The surgeon must expect the risk of air emboli and recognize the operations that expose the patient to this risk. In fact, the most frequent cause of air embolism is not the sitting position, but the supine position, because most craniotomies are performed in the supine position. Surgery for parasagittal meningiomas and other tumors in the vicinity of the dural venous sinuses as well as manipulation of large intradiploic and cortical veins (vein of Labbé and superior perusal sinus) are risk factors for development of air emboli.

Figure 1: Tumors extending within the lumen of the torcula can significantly increase the risk of air embolism during their resection. Therefore, I highly recommend intraoperative use of precordial Doppler ultrasonography and transesophageal echocardiography in these and similar cases during which the lumen of the dural venous sinus can be exposed.

Figure 1: Tumors extending within the lumen of the torcula can significantly increase the risk of air embolism during their resection. Therefore, I highly recommend intraoperative use of precordial Doppler ultrasonography and transesophageal echocardiography in these and similar cases during which the lumen of the dural venous sinus can be exposed.

Treatment

If the operator or anesthesiologist suspects an air embolism, a proactive response is immediately warranted. Again, this is a potentially preventable and treatable condition with unforgiving consequences if not recognized. All operative movements must immediately cease and even the “uncertain” diagnosis of air embolism aggressively evaluated and treated.

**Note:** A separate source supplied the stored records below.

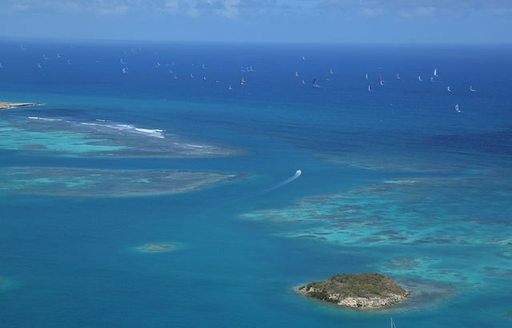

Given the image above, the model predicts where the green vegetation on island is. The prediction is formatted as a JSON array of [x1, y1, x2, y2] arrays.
[[298, 272, 410, 309]]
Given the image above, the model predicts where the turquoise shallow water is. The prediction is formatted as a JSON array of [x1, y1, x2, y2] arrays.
[[0, 42, 512, 327]]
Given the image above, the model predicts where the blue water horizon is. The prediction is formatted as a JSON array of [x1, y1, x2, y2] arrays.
[[0, 40, 512, 327]]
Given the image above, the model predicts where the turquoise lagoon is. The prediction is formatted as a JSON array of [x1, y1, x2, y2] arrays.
[[0, 42, 512, 327]]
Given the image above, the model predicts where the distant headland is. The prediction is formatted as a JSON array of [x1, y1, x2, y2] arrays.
[[0, 101, 40, 110], [297, 272, 411, 309]]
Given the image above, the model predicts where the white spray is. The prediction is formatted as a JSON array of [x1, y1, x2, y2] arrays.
[[264, 170, 302, 192]]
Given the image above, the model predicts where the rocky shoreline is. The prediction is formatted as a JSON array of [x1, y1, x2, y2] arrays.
[[297, 272, 411, 309]]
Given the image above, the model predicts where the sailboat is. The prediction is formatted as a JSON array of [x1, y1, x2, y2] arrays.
[[377, 74, 384, 86]]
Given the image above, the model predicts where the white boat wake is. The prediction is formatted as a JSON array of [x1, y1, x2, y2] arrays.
[[264, 170, 302, 193]]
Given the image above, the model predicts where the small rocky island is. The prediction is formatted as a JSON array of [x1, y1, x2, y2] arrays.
[[297, 272, 411, 309], [0, 101, 39, 109]]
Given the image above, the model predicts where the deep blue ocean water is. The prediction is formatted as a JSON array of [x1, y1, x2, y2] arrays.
[[0, 42, 512, 327]]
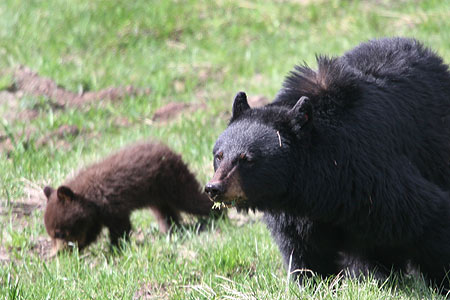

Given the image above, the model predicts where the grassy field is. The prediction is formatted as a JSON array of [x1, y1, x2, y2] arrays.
[[0, 0, 450, 299]]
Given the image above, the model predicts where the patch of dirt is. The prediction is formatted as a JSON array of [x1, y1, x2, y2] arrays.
[[152, 102, 205, 123], [8, 66, 151, 107], [36, 125, 80, 147], [133, 283, 169, 300]]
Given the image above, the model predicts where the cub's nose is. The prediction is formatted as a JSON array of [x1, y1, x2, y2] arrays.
[[205, 182, 224, 199]]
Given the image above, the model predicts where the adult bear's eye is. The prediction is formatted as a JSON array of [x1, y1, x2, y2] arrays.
[[216, 151, 223, 161], [239, 152, 253, 163]]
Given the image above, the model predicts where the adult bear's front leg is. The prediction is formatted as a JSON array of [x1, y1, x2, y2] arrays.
[[264, 213, 342, 277]]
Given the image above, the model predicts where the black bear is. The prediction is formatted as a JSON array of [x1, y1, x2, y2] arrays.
[[44, 143, 219, 252], [205, 38, 450, 288]]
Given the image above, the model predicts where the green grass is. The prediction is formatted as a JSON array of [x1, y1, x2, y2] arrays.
[[0, 0, 450, 299]]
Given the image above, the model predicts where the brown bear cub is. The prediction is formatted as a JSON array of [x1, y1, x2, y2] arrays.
[[44, 143, 218, 251]]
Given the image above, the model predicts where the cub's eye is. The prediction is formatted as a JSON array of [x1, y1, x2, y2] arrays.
[[216, 152, 223, 161]]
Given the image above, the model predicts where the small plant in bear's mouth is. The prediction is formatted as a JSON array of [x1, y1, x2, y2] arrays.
[[212, 202, 228, 209]]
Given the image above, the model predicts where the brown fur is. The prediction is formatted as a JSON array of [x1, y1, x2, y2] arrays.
[[44, 143, 219, 249]]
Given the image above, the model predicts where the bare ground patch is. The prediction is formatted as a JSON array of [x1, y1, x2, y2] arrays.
[[0, 179, 54, 262], [133, 282, 169, 300], [0, 125, 81, 156], [152, 102, 206, 123], [8, 66, 151, 107]]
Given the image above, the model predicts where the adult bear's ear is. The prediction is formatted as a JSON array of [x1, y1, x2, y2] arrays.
[[230, 92, 250, 122], [44, 186, 54, 201], [56, 185, 75, 201], [288, 96, 313, 131]]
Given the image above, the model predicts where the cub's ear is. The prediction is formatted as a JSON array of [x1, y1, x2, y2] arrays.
[[44, 185, 54, 201], [56, 185, 75, 201], [231, 92, 250, 120], [288, 96, 313, 130]]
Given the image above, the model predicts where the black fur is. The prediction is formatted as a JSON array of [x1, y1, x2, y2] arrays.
[[210, 38, 450, 288]]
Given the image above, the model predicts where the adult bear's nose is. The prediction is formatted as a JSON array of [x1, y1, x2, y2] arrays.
[[205, 182, 224, 199]]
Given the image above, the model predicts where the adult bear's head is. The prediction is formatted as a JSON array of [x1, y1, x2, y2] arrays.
[[205, 92, 314, 210]]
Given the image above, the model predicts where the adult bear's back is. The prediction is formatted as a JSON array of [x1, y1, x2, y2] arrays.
[[280, 38, 450, 190], [342, 38, 450, 190]]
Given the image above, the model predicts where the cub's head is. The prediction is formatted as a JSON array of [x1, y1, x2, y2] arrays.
[[44, 185, 100, 253], [205, 92, 312, 209]]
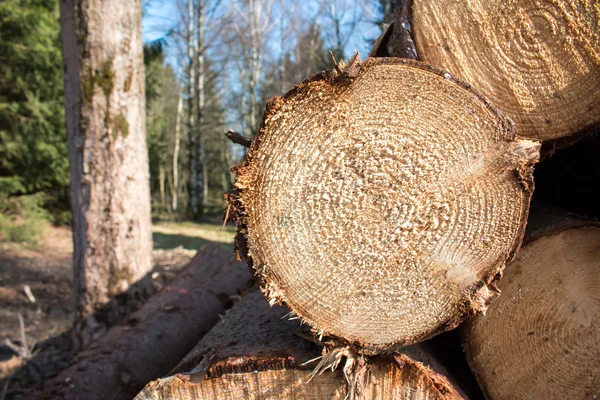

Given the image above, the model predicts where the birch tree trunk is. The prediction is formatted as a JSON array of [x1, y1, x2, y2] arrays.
[[171, 80, 183, 212], [187, 0, 198, 219], [60, 0, 152, 347], [194, 0, 208, 216], [158, 161, 167, 210]]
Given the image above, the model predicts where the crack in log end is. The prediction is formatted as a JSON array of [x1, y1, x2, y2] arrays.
[[228, 57, 539, 354], [204, 357, 298, 380]]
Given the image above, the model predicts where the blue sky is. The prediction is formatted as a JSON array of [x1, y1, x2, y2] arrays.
[[142, 0, 379, 70]]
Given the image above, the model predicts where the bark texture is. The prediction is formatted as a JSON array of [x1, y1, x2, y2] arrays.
[[25, 244, 251, 400], [465, 208, 600, 400], [228, 56, 539, 354], [136, 292, 462, 400], [60, 0, 152, 345], [412, 0, 600, 141]]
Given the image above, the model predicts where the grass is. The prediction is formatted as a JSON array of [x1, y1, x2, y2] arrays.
[[152, 222, 235, 250]]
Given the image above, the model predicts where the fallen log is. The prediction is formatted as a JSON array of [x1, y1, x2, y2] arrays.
[[464, 209, 600, 400], [25, 244, 251, 400], [136, 291, 463, 400], [228, 56, 539, 354], [411, 0, 600, 145]]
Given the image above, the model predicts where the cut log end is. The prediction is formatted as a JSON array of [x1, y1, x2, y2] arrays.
[[465, 220, 600, 400], [136, 356, 463, 400], [229, 58, 539, 353], [412, 0, 600, 141], [136, 292, 463, 400]]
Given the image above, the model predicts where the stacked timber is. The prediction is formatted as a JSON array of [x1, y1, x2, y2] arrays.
[[136, 291, 464, 400], [48, 0, 600, 400]]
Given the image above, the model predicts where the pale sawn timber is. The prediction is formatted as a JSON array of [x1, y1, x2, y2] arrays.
[[228, 57, 539, 354], [23, 244, 251, 400], [411, 0, 600, 144], [136, 291, 463, 400], [464, 211, 600, 400]]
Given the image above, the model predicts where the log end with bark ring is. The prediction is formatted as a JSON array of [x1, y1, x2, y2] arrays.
[[465, 218, 600, 400], [228, 58, 539, 354], [411, 0, 600, 143]]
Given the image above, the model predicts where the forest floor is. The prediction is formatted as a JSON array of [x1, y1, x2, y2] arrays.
[[0, 222, 234, 400]]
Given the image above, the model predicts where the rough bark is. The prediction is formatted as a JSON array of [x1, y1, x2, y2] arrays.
[[228, 56, 539, 353], [25, 244, 251, 400], [136, 292, 463, 400], [60, 0, 152, 346], [464, 207, 600, 400], [411, 0, 600, 143]]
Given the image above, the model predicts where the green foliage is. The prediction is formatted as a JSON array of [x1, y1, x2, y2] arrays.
[[144, 42, 178, 205], [0, 193, 50, 245], [0, 0, 69, 199]]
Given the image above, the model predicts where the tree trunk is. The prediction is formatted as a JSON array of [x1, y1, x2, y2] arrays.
[[187, 0, 199, 217], [25, 244, 251, 400], [465, 207, 600, 400], [158, 164, 167, 211], [61, 0, 152, 347], [171, 80, 183, 212], [194, 0, 208, 216], [411, 0, 600, 142], [136, 292, 463, 400], [229, 57, 539, 354]]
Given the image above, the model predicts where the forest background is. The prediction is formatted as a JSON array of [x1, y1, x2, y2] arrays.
[[0, 0, 395, 243]]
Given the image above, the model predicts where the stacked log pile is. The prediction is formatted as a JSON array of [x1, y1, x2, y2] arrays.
[[37, 0, 600, 400], [138, 0, 600, 400]]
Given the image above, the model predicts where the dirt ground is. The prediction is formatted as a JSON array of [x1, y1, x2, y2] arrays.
[[0, 223, 233, 400]]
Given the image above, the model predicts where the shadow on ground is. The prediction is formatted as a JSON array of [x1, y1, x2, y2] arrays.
[[152, 232, 208, 250]]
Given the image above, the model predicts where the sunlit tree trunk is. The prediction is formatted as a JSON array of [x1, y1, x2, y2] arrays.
[[60, 0, 152, 348], [195, 0, 208, 216], [187, 0, 199, 216], [171, 80, 183, 212]]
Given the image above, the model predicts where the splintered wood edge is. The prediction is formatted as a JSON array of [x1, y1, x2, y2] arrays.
[[135, 354, 464, 400], [225, 55, 536, 355]]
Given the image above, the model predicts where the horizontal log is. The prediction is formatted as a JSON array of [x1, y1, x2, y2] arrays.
[[136, 292, 463, 400], [464, 207, 600, 400], [25, 244, 251, 400]]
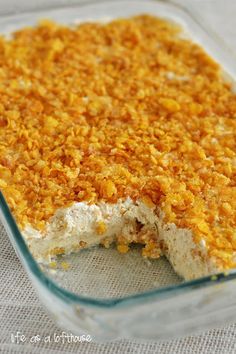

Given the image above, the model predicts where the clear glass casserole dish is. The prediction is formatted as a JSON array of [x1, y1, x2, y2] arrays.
[[0, 0, 236, 340]]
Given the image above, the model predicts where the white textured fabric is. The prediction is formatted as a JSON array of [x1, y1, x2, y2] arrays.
[[0, 0, 236, 354]]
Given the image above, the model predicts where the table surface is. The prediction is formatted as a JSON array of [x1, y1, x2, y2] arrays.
[[0, 0, 236, 354]]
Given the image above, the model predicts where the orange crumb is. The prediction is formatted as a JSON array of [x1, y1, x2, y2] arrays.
[[0, 15, 236, 269]]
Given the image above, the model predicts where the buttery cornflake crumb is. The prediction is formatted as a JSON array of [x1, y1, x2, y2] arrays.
[[0, 15, 236, 269], [96, 221, 107, 235], [49, 261, 57, 269], [116, 244, 129, 253]]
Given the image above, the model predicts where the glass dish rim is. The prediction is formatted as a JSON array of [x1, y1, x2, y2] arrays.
[[0, 0, 236, 309]]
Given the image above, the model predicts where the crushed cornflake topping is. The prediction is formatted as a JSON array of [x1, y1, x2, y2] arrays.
[[0, 15, 236, 269]]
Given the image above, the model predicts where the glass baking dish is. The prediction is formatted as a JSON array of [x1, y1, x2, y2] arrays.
[[0, 0, 236, 341]]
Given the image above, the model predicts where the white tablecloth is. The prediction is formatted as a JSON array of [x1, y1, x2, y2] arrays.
[[0, 0, 236, 354]]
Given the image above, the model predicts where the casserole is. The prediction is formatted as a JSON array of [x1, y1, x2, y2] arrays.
[[0, 1, 235, 339]]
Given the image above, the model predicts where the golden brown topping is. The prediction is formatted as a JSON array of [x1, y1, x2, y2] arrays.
[[0, 16, 236, 268]]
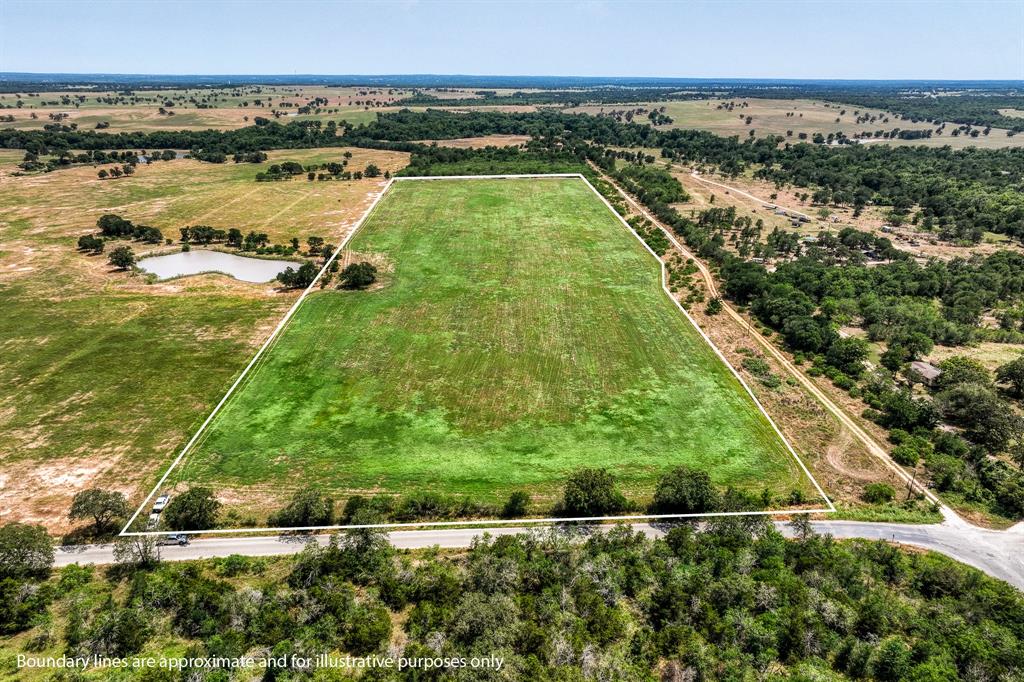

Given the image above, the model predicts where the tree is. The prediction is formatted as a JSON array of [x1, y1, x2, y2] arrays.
[[341, 261, 377, 289], [935, 355, 992, 390], [84, 596, 150, 658], [651, 466, 720, 514], [278, 260, 319, 289], [0, 523, 53, 579], [78, 235, 105, 254], [114, 536, 160, 568], [164, 486, 220, 530], [106, 241, 135, 270], [782, 315, 835, 352], [867, 635, 910, 682], [561, 468, 627, 516], [68, 487, 129, 532], [995, 355, 1024, 398], [825, 337, 867, 379], [96, 213, 134, 237], [935, 384, 1021, 453], [502, 491, 529, 518], [269, 487, 334, 527]]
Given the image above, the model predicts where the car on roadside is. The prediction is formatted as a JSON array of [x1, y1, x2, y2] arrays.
[[157, 532, 188, 547]]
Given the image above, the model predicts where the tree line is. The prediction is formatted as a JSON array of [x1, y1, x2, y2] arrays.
[[0, 507, 1024, 682]]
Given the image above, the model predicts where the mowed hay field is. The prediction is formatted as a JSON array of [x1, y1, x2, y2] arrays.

The following maneuvers are used to treat venous air embolism:

  1. The operative field should be immediately inspected for an obvious source of air entry (cancellous bone with diploic veins or open dural sinuses). Please note that due to retrograde suction effect within the noncollapsible veins, the operative field can appear “too dry.” These inlets should be immediately sealed with bone wax or sponge.
  2. The operative field should be flooded with irrigation fluid to seal the entry port (a wet sponge or lap may be used to cover the operative field). Meanwhile, the patient’s head is lowered below the level of the heart. This maneuver leads to back bleeding from the open veins, which facilitates the identification and closure of the entry port. If immediate patient repositioning is impossible (sitting position,) jugular venous pressure can be intermittently applied for 15-20 seconds to buy some time for repositoning.
  3. Life-threatening conditions such as arrhythmia, hypoxia, and hypotension should obviously be treated immediately. If a right atrial catheter is available, air emboli should be aspirated. If possible, the patient should be repositioned to the left lateral decubitus position, which facilitates air aspiration.
  4. Nitrous oxide is discontinued as it can contribute to an enlarging air bubble. Pure oxygen is administered. If the patient cannot be hemodynamically stabilized, the surgery should be immediately terminated and the wound closed expeditiously.

After the source of air entry is found, dealt with, and the patient is stabilized, the operation can resume after a short period to assure stabilization of the situation.

Pearls and Pitfalls

  • Air embolism is a potentially fatal complication of air entering through the noncollapsible veins. A high index of suspicion can be life saving.
  • If the presence of air emboli is suspected, the operative field should be immediately inspected for ports of air entry and the patient’s head lowered.
  • If air embolism cannot be effectively dealt with, the operation must be terminated.